# 4 low or 4 high?



## argus333 (Feb 24, 2016)

Hey what's good for steep muddy hill climbs? Seems 4 high I can get more speed at the base of hill but 4 low helps more when I lose traction at the top. What do u guys do?


----------



## NMKawierider (Apr 11, 2009)

Hill climbing is a balance between power, torque and velocity. If traction is no concern or it's a rocky run, then low is the better choice. But in all other situations where the surface is loose or slick, and a steep incline is a factor, then high will be what's needed. However that will also require clutch tuning and a good feel for what your machine is capable of. The other factor will be "power to weight ratio" in that there are limits to what you can get out of a 750 engine and rotational mass such as large & heavy tires will limit the abilities regardless of clutching.


----------



## argus333 (Feb 24, 2016)

Ok I got ya, I think I am in need of clutch kit...


----------



## NMKawierider (Apr 11, 2009)

argus333 said:


> Ok I got ya, I think I am in need of clutch kit...

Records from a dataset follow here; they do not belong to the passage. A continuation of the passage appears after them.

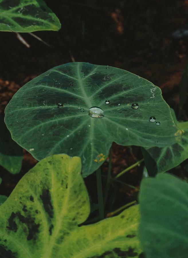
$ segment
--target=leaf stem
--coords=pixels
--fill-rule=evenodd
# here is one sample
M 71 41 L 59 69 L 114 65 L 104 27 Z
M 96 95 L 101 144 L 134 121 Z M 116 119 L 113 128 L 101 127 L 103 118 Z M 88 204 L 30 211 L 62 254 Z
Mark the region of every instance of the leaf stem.
M 108 192 L 110 185 L 110 183 L 111 180 L 111 158 L 112 154 L 112 146 L 111 146 L 110 149 L 109 154 L 109 163 L 108 163 L 108 174 L 107 175 L 107 178 L 106 180 L 106 188 L 105 189 L 105 193 L 104 195 L 104 207 L 105 208 L 106 204 L 106 201 L 108 198 Z
M 131 202 L 127 203 L 127 204 L 125 204 L 123 206 L 122 206 L 121 207 L 120 207 L 120 208 L 119 208 L 119 209 L 116 210 L 112 212 L 109 212 L 109 213 L 108 213 L 106 215 L 106 217 L 107 218 L 108 218 L 109 217 L 111 217 L 112 216 L 113 216 L 114 215 L 115 215 L 117 213 L 119 213 L 122 210 L 124 210 L 126 208 L 127 208 L 128 207 L 130 206 L 131 205 L 132 205 L 132 204 L 135 204 L 136 203 L 136 201 L 133 201 L 133 202 Z
M 130 167 L 129 167 L 127 168 L 126 169 L 124 169 L 124 170 L 123 170 L 123 171 L 122 171 L 121 172 L 120 172 L 120 173 L 119 173 L 118 174 L 118 175 L 117 175 L 117 176 L 116 176 L 115 177 L 114 177 L 113 179 L 117 179 L 117 178 L 118 178 L 118 177 L 120 177 L 122 176 L 122 175 L 123 175 L 123 174 L 125 173 L 126 172 L 127 172 L 128 171 L 130 170 L 131 169 L 132 169 L 132 168 L 133 168 L 134 167 L 136 167 L 136 166 L 138 166 L 139 164 L 140 164 L 141 162 L 142 162 L 144 161 L 144 159 L 141 159 L 140 160 L 136 162 L 136 163 L 133 164 L 133 165 L 132 165 L 131 166 L 130 166 Z
M 101 180 L 101 173 L 100 167 L 96 170 L 97 177 L 97 195 L 99 204 L 99 219 L 100 220 L 104 218 L 104 206 L 103 198 L 103 190 L 102 187 Z

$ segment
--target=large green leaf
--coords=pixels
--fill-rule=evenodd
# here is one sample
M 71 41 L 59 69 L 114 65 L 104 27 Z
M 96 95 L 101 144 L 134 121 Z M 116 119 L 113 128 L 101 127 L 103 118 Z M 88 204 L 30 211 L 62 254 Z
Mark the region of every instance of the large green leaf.
M 139 236 L 146 258 L 187 258 L 188 184 L 160 174 L 143 179 Z
M 60 28 L 43 0 L 0 0 L 0 31 L 29 32 Z
M 135 102 L 137 109 L 132 108 Z M 58 108 L 59 103 L 64 106 Z M 89 115 L 96 106 L 104 116 L 102 111 L 94 115 L 103 117 Z M 181 132 L 159 88 L 124 70 L 87 63 L 58 66 L 30 81 L 5 114 L 14 139 L 37 159 L 62 153 L 79 156 L 84 177 L 101 165 L 113 141 L 163 146 Z M 149 122 L 151 116 L 160 124 Z
M 182 132 L 181 140 L 163 148 L 142 148 L 145 165 L 150 176 L 167 171 L 188 158 L 188 122 L 178 122 L 172 109 L 171 113 L 176 125 Z
M 59 155 L 22 178 L 0 207 L 0 257 L 139 257 L 138 206 L 78 226 L 90 209 L 81 171 L 79 158 Z
M 4 117 L 0 116 L 0 165 L 12 174 L 19 173 L 23 156 L 22 148 L 12 140 Z

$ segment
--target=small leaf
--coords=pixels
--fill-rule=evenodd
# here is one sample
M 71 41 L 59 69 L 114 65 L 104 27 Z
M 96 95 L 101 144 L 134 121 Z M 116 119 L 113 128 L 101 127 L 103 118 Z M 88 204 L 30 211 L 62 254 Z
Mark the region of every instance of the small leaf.
M 138 206 L 95 224 L 78 226 L 90 209 L 81 165 L 78 157 L 54 155 L 41 161 L 22 178 L 0 206 L 2 257 L 140 257 Z
M 0 31 L 58 30 L 58 18 L 43 0 L 0 0 Z
M 12 174 L 19 173 L 23 156 L 22 148 L 12 140 L 3 117 L 0 116 L 0 165 Z
M 165 172 L 188 158 L 188 122 L 178 122 L 174 111 L 171 113 L 175 123 L 182 132 L 175 143 L 163 148 L 142 148 L 146 166 L 150 176 Z
M 147 258 L 187 258 L 188 184 L 169 174 L 143 179 L 139 237 Z

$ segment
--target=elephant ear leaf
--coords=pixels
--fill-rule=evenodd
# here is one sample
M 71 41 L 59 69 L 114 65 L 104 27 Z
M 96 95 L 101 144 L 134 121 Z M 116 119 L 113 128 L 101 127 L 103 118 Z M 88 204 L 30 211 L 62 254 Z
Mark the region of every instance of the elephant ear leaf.
M 60 28 L 43 0 L 0 0 L 0 31 L 31 32 Z
M 0 251 L 12 258 L 138 257 L 138 206 L 79 226 L 89 213 L 78 157 L 42 160 L 0 206 Z

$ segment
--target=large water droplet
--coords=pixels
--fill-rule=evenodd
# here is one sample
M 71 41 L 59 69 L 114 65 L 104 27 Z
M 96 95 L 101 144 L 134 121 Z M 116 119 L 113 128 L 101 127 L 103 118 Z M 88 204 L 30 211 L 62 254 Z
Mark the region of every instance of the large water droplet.
M 138 103 L 136 103 L 136 102 L 133 103 L 131 105 L 131 108 L 133 108 L 133 109 L 137 109 L 139 107 L 138 104 Z
M 149 121 L 152 123 L 154 123 L 156 121 L 156 119 L 154 116 L 150 116 L 150 118 Z
M 103 81 L 110 81 L 111 79 L 110 77 L 108 75 L 106 75 L 103 79 Z
M 98 107 L 90 108 L 88 110 L 88 114 L 91 117 L 95 118 L 101 118 L 104 116 L 103 110 Z
M 58 103 L 57 104 L 57 107 L 58 108 L 61 108 L 63 107 L 63 104 L 62 103 Z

Maybe just springs. What machine do you have, what tires do you have and describe the hills you want to climb.


----------



## argus333 (Feb 24, 2016)

I have 2005 brute force 750i I run just 26 inch mud zillas rt now seems since I went to the 26s I'm losing a little extra hp at top of hills. The hills I'm climbing are about 100 to 200 ft runs with mild starts but last 15 to 40 ft step an muddy! Was thinking mild clutch kit maybe or re jet carbs? Or both


----------



## NMKawierider (Apr 11, 2009)

You just need the Almond secondary and either pink or maroon primary. Nothing else will be necessary...except enough speed at the start.


----------



## argus333 (Feb 24, 2016)

Ok great


----------



## argus333 (Feb 24, 2016)

I ordered the almond an pink


----------



## NMKawierider (Apr 11, 2009)

argus333 said:


> I ordered the almond an pink


Good. with the tires you have, you are going to like that setup. That's what I use and I climb everything in high range.


----------



## argus333 (Feb 24, 2016)

Cool, are springs hard to instal, I've been looking at videos but it's hard to tell difficulty...


----------



## NMKawierider (Apr 11, 2009)

argus333 said:


> Cool, are springs hard to instal, I've been looking at videos but it's hard to tell difficulty...


Easy. Will need a puller for the primary and a spring compressor for the secondary...and a torque wrench to re-install but that's it...and a couple of sockets and a snap-ring plyer.


----------



## DaveMK1 (Nov 8, 2009)

You won't have to spend big bucks to do this yourself either. You can make your own spring compressor out of a piece of 1/2" all thread, 2" pipe nipple, and 2 pieces of flat stock and some 1/2x13 nuts. That's the exact set up I'm using and I think it only cost me around $15 at lowes. I had the flat stock laying around the house.

I'm almost 99.9% positive that there is a write up in the How to's section for changing your springs also.


----------



## argus333 (Feb 24, 2016)

Ok sounds good ill do it nex weekend when I get parts


----------